Title: Comparison Of In Situ Soil Moisture Measurements: An Examination of the Neutron and Dielectric Measurements within the Illinois Climate Network

Author
item Coopersmith, Evan
item Cosh, Michael
item JACOBS, J. - University Of New Hampshire

Submitted to: Journal of Atmospheric and Ocean Technology
Publication Type: Peer Reviewed Journal
Publication Acceptance Date: 8/18/2016
Publication Date: 8/18/2016
Citation: Coopersmith, E.J., Cosh, M.H., Jacobs, J. 2016. Comparison Of In Situ Soil Moisture Measurements: An Examination of the Neutron and Dielectric Measurements within the Illinois Climate Network. Journal of Atmospheric and Ocean Technology. doi:10.1175/JTECH-D-16-0029.1.

Interpretive Summary: A soil moisture technologies evolve, in situ networks are updated to use better sensors and methodologies. However, this can create a discontinuity in the data record as the sensor performance may be different between the old and new sensors. One example of this is the Illinois Climate Network which originated in 1980's with neutron probes. In the 2000's, these sensors were replaced with Hydra probes (Stevens Water, Inc.). This study analyzes the two data records versus a bridging model and develops a homogenized data record for the entire period of record of the network with reasonable accuracy. The results of this study are useful for both climate modeling and long term watershed planning as it provides a climatology for soil moisture at the state scale.

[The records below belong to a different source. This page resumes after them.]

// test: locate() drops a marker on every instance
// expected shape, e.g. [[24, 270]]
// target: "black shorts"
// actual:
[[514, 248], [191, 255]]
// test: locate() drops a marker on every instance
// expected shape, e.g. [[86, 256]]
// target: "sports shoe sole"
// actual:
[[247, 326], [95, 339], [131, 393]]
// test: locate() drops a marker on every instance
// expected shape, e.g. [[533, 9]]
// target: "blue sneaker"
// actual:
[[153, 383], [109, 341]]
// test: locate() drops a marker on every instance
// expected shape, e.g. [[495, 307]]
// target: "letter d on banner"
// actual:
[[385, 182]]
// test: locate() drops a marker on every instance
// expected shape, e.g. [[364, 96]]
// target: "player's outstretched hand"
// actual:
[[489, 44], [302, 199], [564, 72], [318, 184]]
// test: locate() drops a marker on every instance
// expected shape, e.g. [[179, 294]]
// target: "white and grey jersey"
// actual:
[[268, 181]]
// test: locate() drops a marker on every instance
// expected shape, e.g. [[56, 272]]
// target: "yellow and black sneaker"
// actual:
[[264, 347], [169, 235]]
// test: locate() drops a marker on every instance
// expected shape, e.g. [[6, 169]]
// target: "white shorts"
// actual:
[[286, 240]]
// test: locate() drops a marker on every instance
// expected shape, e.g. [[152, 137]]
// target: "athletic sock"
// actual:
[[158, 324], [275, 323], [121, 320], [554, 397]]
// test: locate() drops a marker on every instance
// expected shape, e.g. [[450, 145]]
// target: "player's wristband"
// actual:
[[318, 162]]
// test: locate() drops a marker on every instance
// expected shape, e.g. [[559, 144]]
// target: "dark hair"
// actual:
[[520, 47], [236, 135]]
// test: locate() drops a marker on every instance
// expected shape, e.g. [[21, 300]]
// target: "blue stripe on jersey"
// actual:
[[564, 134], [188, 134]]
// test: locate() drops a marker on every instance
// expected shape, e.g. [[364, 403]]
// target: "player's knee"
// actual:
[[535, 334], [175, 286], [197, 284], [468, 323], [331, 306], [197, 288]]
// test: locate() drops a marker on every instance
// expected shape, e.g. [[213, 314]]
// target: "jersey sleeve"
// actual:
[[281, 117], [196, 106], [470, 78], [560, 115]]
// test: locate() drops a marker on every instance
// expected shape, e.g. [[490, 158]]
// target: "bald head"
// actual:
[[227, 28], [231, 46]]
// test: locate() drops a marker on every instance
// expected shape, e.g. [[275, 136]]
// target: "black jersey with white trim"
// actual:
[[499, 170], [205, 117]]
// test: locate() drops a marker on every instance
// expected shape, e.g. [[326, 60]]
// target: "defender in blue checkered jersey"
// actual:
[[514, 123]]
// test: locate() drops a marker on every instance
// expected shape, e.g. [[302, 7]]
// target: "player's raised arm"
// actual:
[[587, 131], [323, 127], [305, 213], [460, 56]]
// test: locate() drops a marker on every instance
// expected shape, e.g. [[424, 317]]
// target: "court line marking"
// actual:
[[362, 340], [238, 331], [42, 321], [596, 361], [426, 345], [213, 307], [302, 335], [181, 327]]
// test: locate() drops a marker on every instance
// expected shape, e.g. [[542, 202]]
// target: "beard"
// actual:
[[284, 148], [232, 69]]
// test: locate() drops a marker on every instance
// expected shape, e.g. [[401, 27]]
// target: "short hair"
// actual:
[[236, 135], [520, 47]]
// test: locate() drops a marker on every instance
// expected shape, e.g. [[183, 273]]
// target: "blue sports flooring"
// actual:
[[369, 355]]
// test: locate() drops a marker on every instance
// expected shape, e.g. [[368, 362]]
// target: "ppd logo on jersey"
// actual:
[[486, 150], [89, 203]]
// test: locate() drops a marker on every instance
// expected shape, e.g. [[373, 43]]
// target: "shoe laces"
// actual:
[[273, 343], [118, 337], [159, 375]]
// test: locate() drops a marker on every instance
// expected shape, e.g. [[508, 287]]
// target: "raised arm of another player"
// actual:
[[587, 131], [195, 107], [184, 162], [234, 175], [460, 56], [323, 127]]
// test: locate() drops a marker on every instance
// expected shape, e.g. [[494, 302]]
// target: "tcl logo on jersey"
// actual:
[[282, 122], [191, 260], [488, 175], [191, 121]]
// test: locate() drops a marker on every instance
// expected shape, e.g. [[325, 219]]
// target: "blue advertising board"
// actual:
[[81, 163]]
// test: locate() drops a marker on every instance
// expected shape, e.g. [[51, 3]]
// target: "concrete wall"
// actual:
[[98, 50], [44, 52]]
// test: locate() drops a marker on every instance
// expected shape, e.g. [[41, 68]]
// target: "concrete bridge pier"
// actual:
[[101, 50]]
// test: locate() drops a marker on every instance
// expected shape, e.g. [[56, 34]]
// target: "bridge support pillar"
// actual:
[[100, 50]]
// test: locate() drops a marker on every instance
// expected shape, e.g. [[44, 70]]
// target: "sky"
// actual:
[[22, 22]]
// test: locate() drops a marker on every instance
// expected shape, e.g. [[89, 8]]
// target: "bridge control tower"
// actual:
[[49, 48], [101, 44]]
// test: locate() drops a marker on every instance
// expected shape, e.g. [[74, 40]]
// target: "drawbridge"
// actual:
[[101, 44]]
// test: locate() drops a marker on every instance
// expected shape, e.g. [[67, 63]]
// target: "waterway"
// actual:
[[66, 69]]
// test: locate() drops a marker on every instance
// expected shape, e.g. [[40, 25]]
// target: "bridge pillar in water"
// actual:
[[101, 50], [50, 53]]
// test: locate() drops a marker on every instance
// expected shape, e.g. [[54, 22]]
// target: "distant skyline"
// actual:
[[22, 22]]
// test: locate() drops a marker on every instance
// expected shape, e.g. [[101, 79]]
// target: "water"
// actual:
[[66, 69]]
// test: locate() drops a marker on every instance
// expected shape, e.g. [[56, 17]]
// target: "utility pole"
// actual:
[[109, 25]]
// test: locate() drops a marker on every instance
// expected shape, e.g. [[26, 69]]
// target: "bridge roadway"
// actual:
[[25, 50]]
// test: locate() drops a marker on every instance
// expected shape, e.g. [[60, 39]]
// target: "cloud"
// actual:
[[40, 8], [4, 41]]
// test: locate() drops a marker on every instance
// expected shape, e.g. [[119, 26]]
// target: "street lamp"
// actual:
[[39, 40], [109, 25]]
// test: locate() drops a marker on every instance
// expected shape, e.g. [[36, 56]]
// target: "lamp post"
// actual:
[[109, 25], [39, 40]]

Technical Abstract: The continuity of soil moisture time series data is crucial for climatic research. Yet, a common problem for continuous data series is the changing of sensors, not only as replacements are necessary, but as technologies evolve. The Illinois Climate Network has one of the longest data records of soil moisture, yet it has a discontinuity when the primary sensor (neutron probes) was replaced with a dielectric sensor. Applying a simple model coupled with machine learning, the two time series can be merged into one continuous record by training the model on the latter dielectric model and minimizing errors against the former neutron probe data set. The model is able to be calibrated to an accuracy of 0.050 m3/m3 and applying this to the earlier series and applying a gain and offset, an RMSE of 0.055 m3/m3 is possible. As a result of this work, there is now a singular network data record extending back to the 1980’s for the state of Illinois.